Monteer het apparaat niet zodanig, dat er voor service en onderhoud een ladder noodzakelijk is. Dit maakt
onderhoud en service en het eventueel vervangen van de cilinder extra onveilig.
Zorg er voor dat stoomleidingen voldoende schuin lopen (min 12%) om condensaat af te kunnen voeren en
monteer condensaatafscheiders, wanneer condensaat niet kan teruglopen naar het apparaat.
Zorg bij flexibele stoomleidingen voor goede ondersteuning, zodat er zich geen zakken kunnen vormen die
gevuld met water zorgen voor een waterslot.
Monteer het apparaat niet direct boven de open beluchte afvoer om condensvorming aan de onderzijde van
het apparaat te voorkomen.
Bij montage van het apparaat op een verdieping of een plaats, waarbij als gevolg van een storing
en/of waterlekkage schade kan ontstaan;
Altijd een adequate beveiliging (waterstop, enz.) toepassen !
Belangrijke elektrische montagevoorschriften
Controleer voordat de unit in bedrijf gesteld wordt altijd eerst of alle elektrische aansluitingen stevig
vastgedraaid zijn, ook bij aansluitklemmen en de hoofdschakelaars.

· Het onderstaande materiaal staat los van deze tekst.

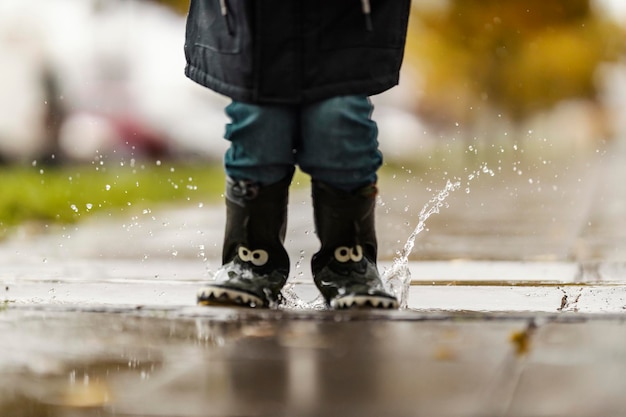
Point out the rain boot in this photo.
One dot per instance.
(255, 262)
(344, 269)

Controleer of de primaire spoel van de transformator correct is aangesloten voor de betreffende netspanning
op de Vapac klemmen A1 & A2.
Gebruik voor aansluiting van regelsignaal en vrijgave altijd aparte- en afgeschermde kabels (afscherming in
Vapac unit aan aarde verbinden)
De Vapac transformator mag niet gebruikt worden voor de voeding van andere apparatuur.
Raadpleeg de aanbevelingen van pagina 10 om te voldoen aan de EMC aspecten.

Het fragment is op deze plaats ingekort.